Medical Device Daily Washington Editor
Orthopedic surgeons have digested a number of mixed signals on whether to operate on a patient who presents with lumbar disc herniation, but a fairly large trial designed to offer decisive evidence ended up reaffirming the emerging mindset that, with a few exceptions, the patient should take a crack at non-surgical therapy before opting for surgery.
The study, dubbed the Spine Patient Outcomes Research Trial (SPORT), appears in the Nov. 22 edition of the Journal of the American Medical Association (JAMA), and compared surgery vs. therapy for 501 patients between 2000 and 2004 who were randomly assigned to the two study arms. Another 743 patients decided their treatment in advance, forming an observational cohort (intent-to-treat).

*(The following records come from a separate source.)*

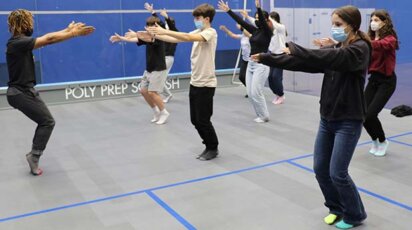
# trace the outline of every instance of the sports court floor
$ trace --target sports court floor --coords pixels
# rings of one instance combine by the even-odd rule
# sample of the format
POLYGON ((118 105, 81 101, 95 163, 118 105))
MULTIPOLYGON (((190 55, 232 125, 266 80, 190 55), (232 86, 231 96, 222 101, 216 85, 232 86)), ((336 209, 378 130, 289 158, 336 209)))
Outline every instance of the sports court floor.
MULTIPOLYGON (((50 106, 40 177, 24 157, 34 123, 0 111, 0 229, 335 229, 312 172, 318 97, 288 92, 257 124, 243 87, 218 88, 220 155, 202 162, 187 94, 174 94, 162 126, 142 97, 50 106)), ((368 154, 363 131, 350 167, 368 213, 357 229, 412 229, 412 116, 380 117, 388 155, 368 154)))

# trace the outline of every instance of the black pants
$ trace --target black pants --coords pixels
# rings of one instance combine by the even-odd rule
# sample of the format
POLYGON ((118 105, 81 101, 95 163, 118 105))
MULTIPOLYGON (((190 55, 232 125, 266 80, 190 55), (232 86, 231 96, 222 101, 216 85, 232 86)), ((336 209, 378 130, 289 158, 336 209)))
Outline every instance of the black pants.
POLYGON ((388 77, 379 73, 372 73, 365 89, 366 119, 363 123, 372 140, 385 141, 385 132, 379 121, 378 114, 391 98, 396 88, 396 75, 388 77))
POLYGON ((270 67, 269 72, 269 87, 272 92, 279 97, 282 97, 285 93, 283 92, 283 69, 270 67))
POLYGON ((212 87, 195 87, 190 85, 190 120, 195 126, 203 144, 207 149, 215 150, 219 144, 215 128, 210 121, 213 115, 213 96, 215 89, 212 87))
POLYGON ((37 123, 32 148, 43 151, 49 141, 55 122, 39 93, 34 89, 20 91, 16 88, 9 88, 7 101, 13 108, 20 110, 37 123))
POLYGON ((244 86, 246 86, 246 70, 247 70, 247 61, 240 58, 240 71, 239 71, 239 80, 244 86))

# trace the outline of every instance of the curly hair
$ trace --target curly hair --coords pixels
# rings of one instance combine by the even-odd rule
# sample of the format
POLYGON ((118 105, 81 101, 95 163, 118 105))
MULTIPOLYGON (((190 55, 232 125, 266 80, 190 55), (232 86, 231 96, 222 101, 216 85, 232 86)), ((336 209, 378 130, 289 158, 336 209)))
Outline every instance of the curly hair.
POLYGON ((9 14, 7 24, 13 36, 24 34, 33 29, 33 14, 25 9, 14 10, 9 14))
MULTIPOLYGON (((389 13, 386 10, 375 10, 371 14, 371 22, 372 22, 373 16, 378 17, 384 23, 384 25, 378 30, 379 37, 384 38, 388 35, 394 36, 396 38, 396 49, 398 50, 399 49, 398 35, 395 31, 395 28, 393 27, 393 22, 392 22, 392 19, 389 13)), ((368 35, 371 38, 375 38, 376 36, 376 32, 372 31, 370 25, 369 25, 368 35)))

Among the inclusion criteria were pain below the knee (for those with lower lumbar herniation), pain above the knee (upper lumbar), and evidence of root-nerve irritation as indicated by raised-leg tension. Those who had undergone previous spinal surgery were excluded, as were those with cauda equina syndrome, a compression of nerves that control, among other things, bladder and bowel function.
The authors stated that "both operated and non-operated patients with intervertebral disc herniation improved substantially over a two-year period." Patients in the intent-to-treat group "showed no statistically significant treatment outcomes," but a secondary measure, severity of symptoms of sciatica, "did show statistically significant advantages for surgery." However, the authors argue that this outcome should be considered in the light of a "pattern of non-adherence" to therapy, which apparently was characteristic of those who underwent surgery and those who did not.
"The major limitation of SPORT," the authors state, "is the degree of non-adherence with randomized treatment," a reference to the substantial numbers of patients who migrated from non-surgical treatment to surgery in both the randomized and intent-to-treat groups. There was also a stream of patients who swam in the other direction.
Among the other less-than-ideal aspects of the SPORT trial was the fact that the trial design did not dictate the non-surgical interventions. Although most of the interventions complied with general clinical guidelines, "creating a limited, fixed protocol for non-operative treatment was neither clinically feasible nor generalizable," a situation exacerbated by the "limited evidence regarding efficacy for most non-operative treatments ... and individual variability in response."
The good news-bad news aspect of the study results is that "between-group differences in improvements were consistently in favor of surgery" for all outcomes and follow-up periods, but the authors state that those differences were "small and not statistically significant" with the exception of sciatica severity and self-rated improvement.
Alan Hilibrand, MD, associate professor of orthopedic surgery at Thomas Jefferson University Hospital (Philadelphia) who was involved in the study, told Medical Device Daily that some of the subjects who initially opted for or were assigned to surgery ended up receiving only non-surgical therapies because their symptoms abated while waiting for surgery.
As for the question of which patients should opt for surgery rather than therapy, Hilibrand said that those "who have had symptoms for a long time" might be better candidates for surgery, but the study was not decisive on this score.
The duration of the follow-up was two years, a period that might strike some as stingy. Hilibrand said that while "it would be interesting to see what five and six year outcomes would look like," other health problems can arise that would confuse the question of efficacy. As a consequence, a two-year follow-up is probably "A good point at which to ask 'did the operation work' and what are the benefits of surgical vs. non-surgical treatment?"
The article mentioned the possibility that placebo effect may account for some of the differences in patient-reported outcomes, but Hilibrand said that "placebo effect can work both ways."
"The take-home messages are that there's a role for both surgical and non surgical intervention, and the findings of the study support the general recommendations that when someone presents with a herniated disc, non-surgical treatment is helpful [as a first-line treatment] and when it does not help, surgery is a good alternative."
In an associated editorial penned by David Flum, MD, an associate professor in the department of surgery at the University of Washington Medical Center (Seattle), it was noted that the rate of crossover and the subjectivity of patient reports compromised the value of the study and suggested that a trial with sham surgical procedures is indicated. Flum noted several studies involving sham procedures with little or no differential outcome and said that "an ethical framework for the use of sham surgery has recently been proposed."
"Given the large number of patients potentially exposed to the risks of these [interventional] strategies, a sham surgical trial may be the only effective and ethical next step," Flum observed.